El candidato del Partido Nacional a la Alcaldía Municipal del DC, Juan Diego Zelaya, lanzó una advertencia directa sobre las próximas elecciones municipales en el Distrito Central. Según el exdiputado, una eventual victoria de Jorge Aldana representaría entregar Tegucigalpa al control de Manuel ‘Mel‘ Zelaya, a quien acusa de mover los hilos de la actual administración y del partido en el poder.
En declaraciones difundidas en redes sociales, Juan Diego señaló que Mel Zelaya ejerce influencia sobre la Presidencia, el Congreso y las alcaldías, consolidando una estructura de poder que, en su criterio, amenaza la independencia de las instituciones. “Mel mueve los hilos de todo: de la presidencia, del congreso y de la alcaldía”, afirmó, subrayando que Aldana respondería a los intereses del expresidente y no a los de los capitalinos.

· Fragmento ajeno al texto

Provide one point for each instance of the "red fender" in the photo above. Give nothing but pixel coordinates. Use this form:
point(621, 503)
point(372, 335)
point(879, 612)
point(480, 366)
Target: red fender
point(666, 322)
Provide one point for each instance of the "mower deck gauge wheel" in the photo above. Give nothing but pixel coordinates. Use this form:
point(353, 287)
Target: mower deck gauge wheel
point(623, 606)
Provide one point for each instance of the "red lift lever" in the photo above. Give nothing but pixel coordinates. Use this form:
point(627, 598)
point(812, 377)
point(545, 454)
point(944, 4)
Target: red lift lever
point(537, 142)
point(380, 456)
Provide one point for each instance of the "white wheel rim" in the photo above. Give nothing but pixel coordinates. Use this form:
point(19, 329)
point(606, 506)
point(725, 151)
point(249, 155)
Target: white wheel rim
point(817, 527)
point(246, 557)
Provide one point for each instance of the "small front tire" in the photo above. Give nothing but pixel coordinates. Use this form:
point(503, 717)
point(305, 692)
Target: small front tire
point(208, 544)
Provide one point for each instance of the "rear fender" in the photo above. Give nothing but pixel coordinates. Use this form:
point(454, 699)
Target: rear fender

El dirigente del Partido Nacional sostuvo que detrás del liderazgo de Zelaya operan figuras y movimientos internacionales vinculados al Foro de São Paulo, al gobierno de Nicolás Maduro y al Cartel de los Soles, lo que calificó como una “amenaza para la libertad y la democracia hondureña”. Su mensaje, acompañado del lema #LibreNuncaMás, busca alertar sobre lo que denomina el “Plan Venezuela para Honduras”, una estrategia que, según su interpretación, reproduciría modelos autoritarios inspirados en Caracas, La Habana y Managua.

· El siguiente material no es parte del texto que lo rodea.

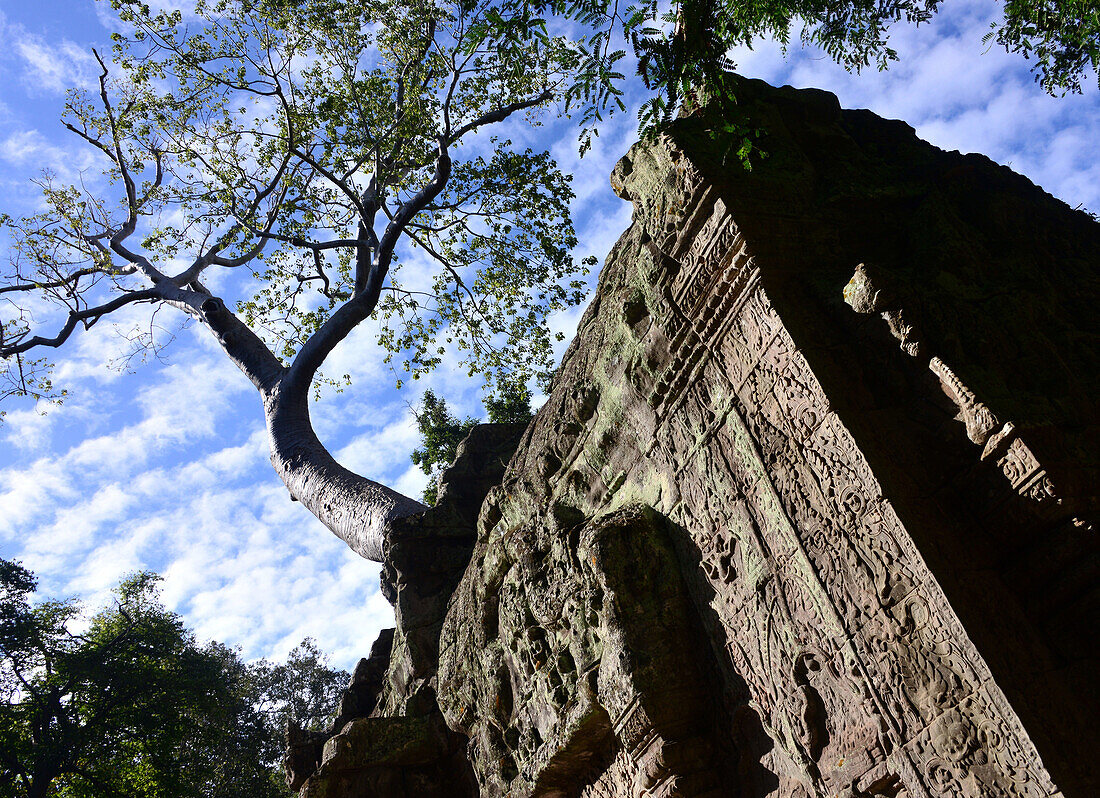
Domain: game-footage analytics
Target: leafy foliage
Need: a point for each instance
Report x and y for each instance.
(1062, 35)
(326, 149)
(134, 706)
(441, 432)
(682, 47)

El vínculo político entre Aldana y Mel Zelaya ha sido objeto de debate desde las elecciones de 2021, cuando el ahora alcalde fue impulsado por el movimiento de refundación liderado por el Partido Libre. En aquella campaña, Aldana reconoció públicamente que “Mel me escucha y a veces me da la razón”, declaración que hoy retoman sus adversarios como prueba de subordinación. Para la oposición, ese tipo de expresiones muestran que el jefe del ejecutivo municipal actúa bajo la orientación directa del fundador de Libre, reforzando la percepción de dependencia política.

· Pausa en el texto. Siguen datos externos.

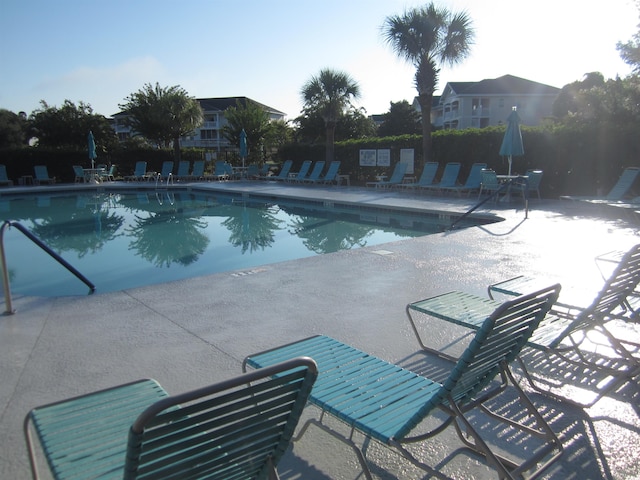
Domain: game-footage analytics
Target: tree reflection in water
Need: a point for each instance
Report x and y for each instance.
(326, 233)
(252, 227)
(168, 234)
(85, 229)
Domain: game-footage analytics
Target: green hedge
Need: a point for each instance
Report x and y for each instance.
(582, 160)
(576, 160)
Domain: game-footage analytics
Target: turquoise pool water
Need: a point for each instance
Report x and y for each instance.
(125, 240)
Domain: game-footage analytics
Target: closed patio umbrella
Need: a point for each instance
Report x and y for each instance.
(243, 146)
(512, 142)
(92, 149)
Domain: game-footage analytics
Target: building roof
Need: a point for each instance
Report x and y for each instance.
(505, 85)
(222, 103)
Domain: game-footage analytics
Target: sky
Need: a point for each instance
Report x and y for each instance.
(100, 52)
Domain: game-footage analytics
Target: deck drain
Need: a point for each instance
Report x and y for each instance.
(248, 272)
(382, 252)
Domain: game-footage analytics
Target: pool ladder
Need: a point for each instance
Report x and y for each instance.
(5, 272)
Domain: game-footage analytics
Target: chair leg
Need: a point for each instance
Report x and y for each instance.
(506, 467)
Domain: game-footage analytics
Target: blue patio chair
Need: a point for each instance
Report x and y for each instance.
(330, 176)
(563, 334)
(388, 403)
(198, 171)
(238, 428)
(139, 173)
(4, 179)
(42, 175)
(426, 178)
(183, 171)
(78, 172)
(166, 171)
(396, 177)
(252, 171)
(449, 178)
(315, 174)
(109, 175)
(472, 184)
(284, 171)
(302, 173)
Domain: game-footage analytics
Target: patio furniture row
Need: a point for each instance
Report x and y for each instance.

Durante su gestión, Aldana ha mantenido un discurso alineado con el proyecto de Libre y con las prioridades del gobierno central, lo que sus críticos interpretan como una confirmación de que Tegucigalpa forma parte de un engranaje político que responde a una sola dirección. Juan Diego Zelaya sostiene que ese control concentrado no es simple coordinación partidaria, sino un esquema que replica las dinámicas observadas en países bajo regímenes del socialismo del siglo XXI.
Para el líder nacionalista, la defensa de la capital pasa por las urnas, exhortando a la ciudadanía a evitar que Tegucigalpa “caiga en manos del mismo grupo que maneja la presidencia y el congreso”. Con su advertencia, Juan Diego busca convertir la contienda municipal en un símbolo de resistencia frente a lo que denomina la expansión del poder de Zelaya en todos los niveles del Estado.